The Romance of Tristan
Medieval vassals must be willing to demonstrate their loyalty to their lord with their bodies if necessary. Tristan shows that he's willing to do this when he serves as Mark's champion against Morholt of Ireland. The same is also true of people like Brangain, and Governal, whose obligations as loyal servants require them to sacrifice their bodily safety and integrity for their masters if necessary. Another form of loyalty in The Romance of Tristan is the willingness to defend your friend's good word at sword point. Yseut depends on this when she calls her buddy, King Arthur, to witness her oath of fidelity before Mark and his barons.
Questions About Loyalty
- Who is loyal to whom in The Romance of Tristan? How do these characters demonstrate their loyalty?
- Who has divided loyalties? How do these characters handle the conflict?

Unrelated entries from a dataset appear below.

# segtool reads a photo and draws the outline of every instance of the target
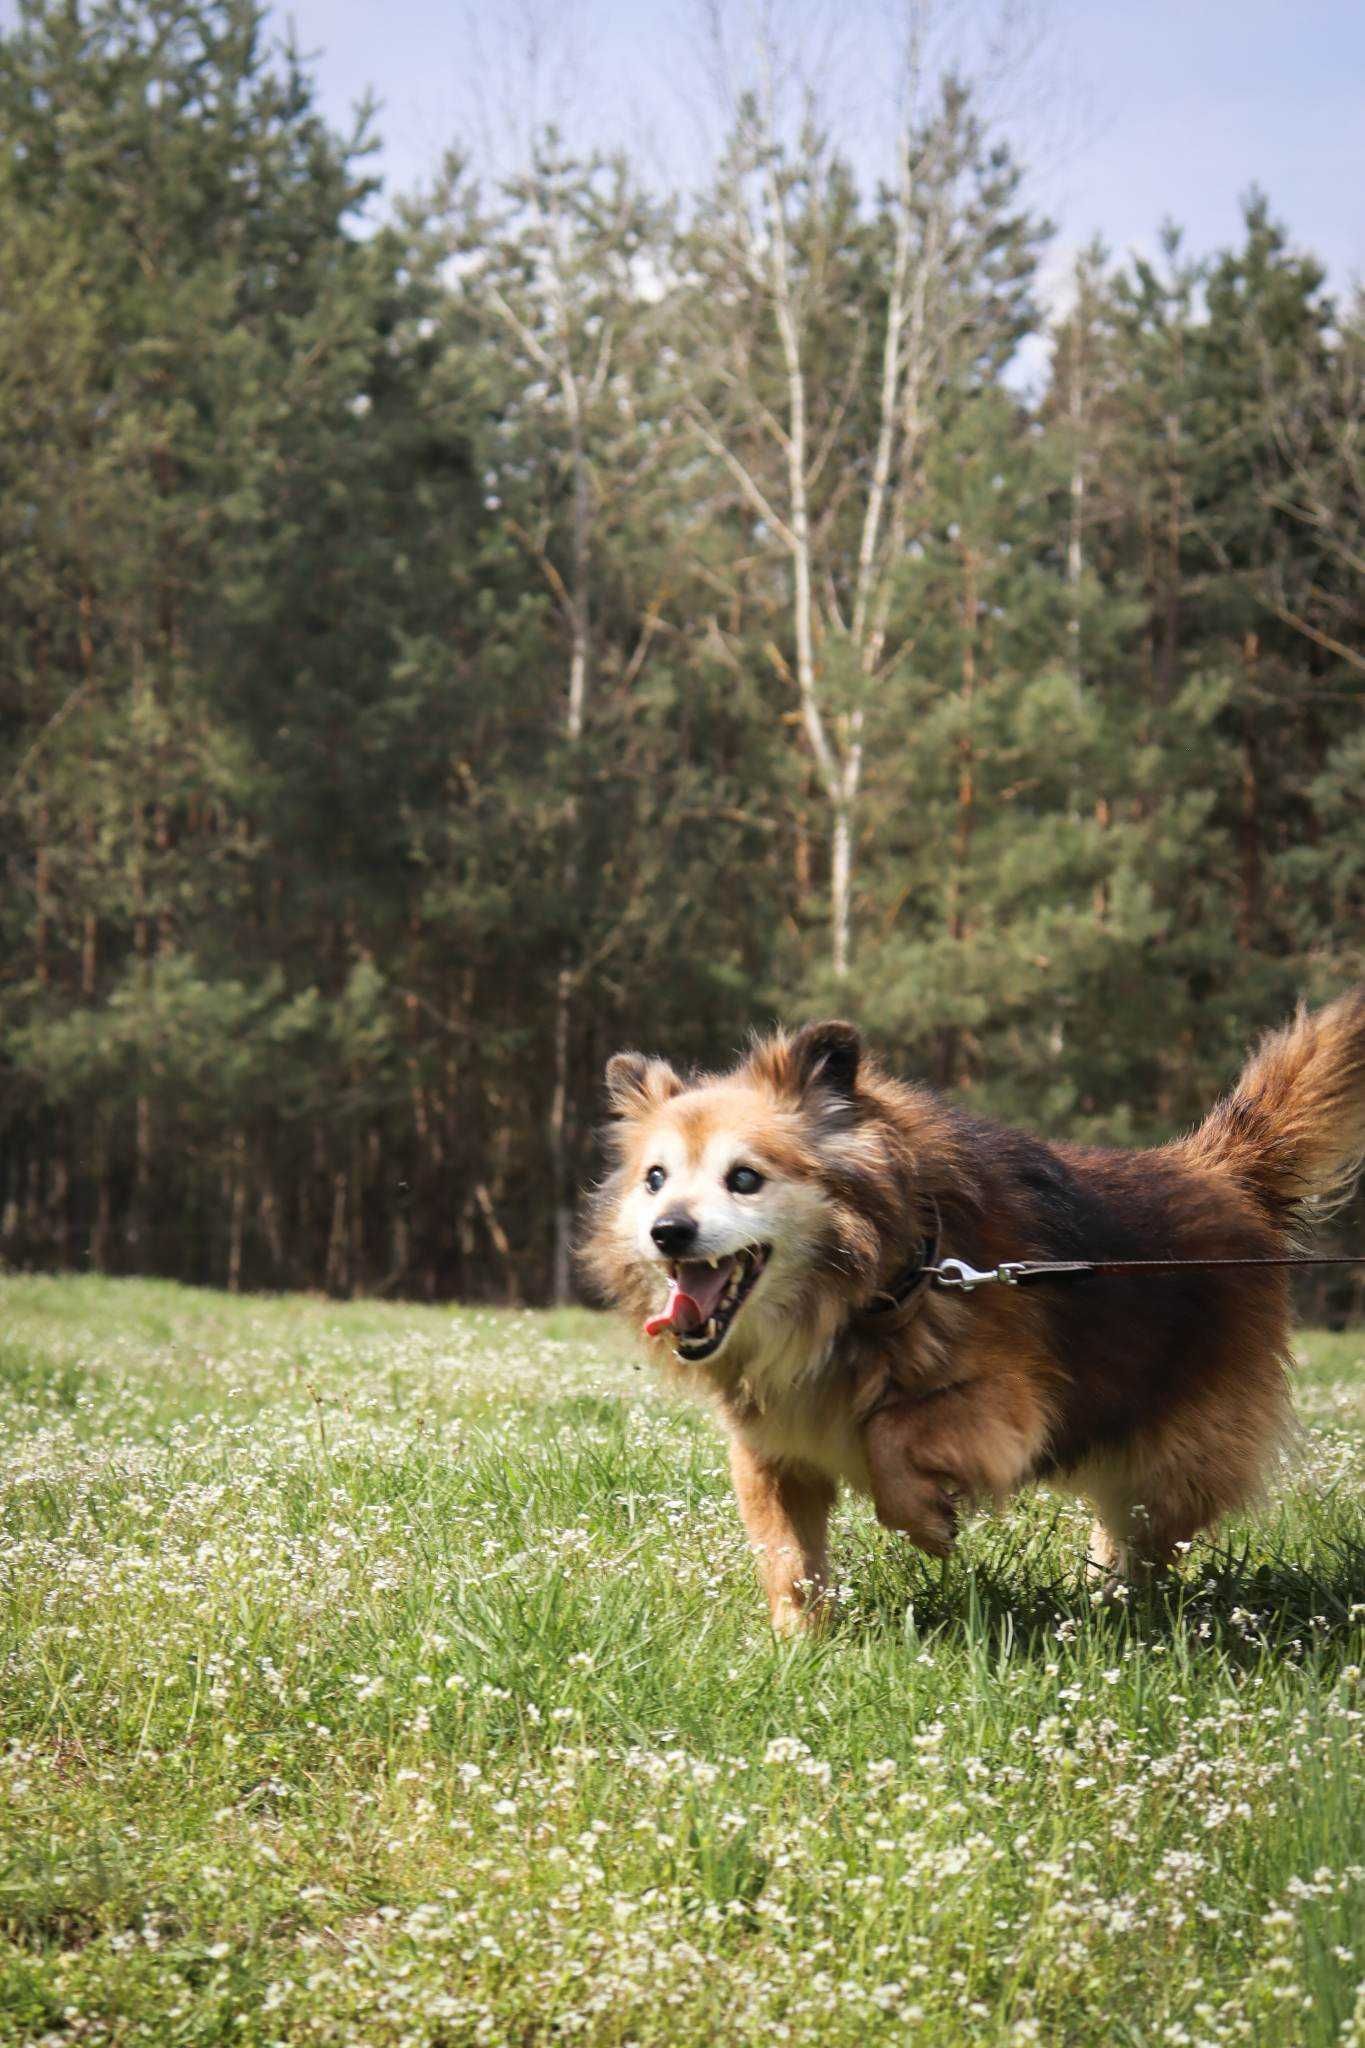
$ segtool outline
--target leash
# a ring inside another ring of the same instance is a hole
[[[936,1266],[924,1266],[922,1273],[940,1287],[970,1294],[974,1287],[989,1286],[993,1281],[1018,1287],[1024,1280],[1051,1280],[1073,1273],[1211,1272],[1220,1266],[1365,1266],[1365,1252],[1274,1259],[1006,1259],[980,1272],[965,1259],[942,1259]]]
[[[953,1293],[970,1294],[977,1287],[1019,1287],[1030,1280],[1073,1279],[1084,1273],[1212,1272],[1226,1266],[1365,1266],[1365,1253],[1286,1254],[1269,1259],[1004,1259],[998,1266],[976,1267],[965,1259],[939,1258],[936,1225],[920,1246],[918,1257],[858,1310],[854,1322],[871,1335],[903,1329],[918,1314],[931,1282]]]

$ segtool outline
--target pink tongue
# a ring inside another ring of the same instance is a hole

- How does Brangain demonstrate her loyalty to Yseut? Governal to Tristan? What do these characters' actions suggest about the obligations of a servant?
- How do friends demonstrate their loyalty to one another?
- How is loyalty between friends important to the workings of justice in this story?
Chew on This
Servants, knights, friends, and spouses must all offer their bodies as signs of loyalty in The Romance of Tristan.
Yseut's call to her network of friends and allies to witness her oath of faithfulness demonstrates the way in which medieval justice is dependent upon loyalty for its operation.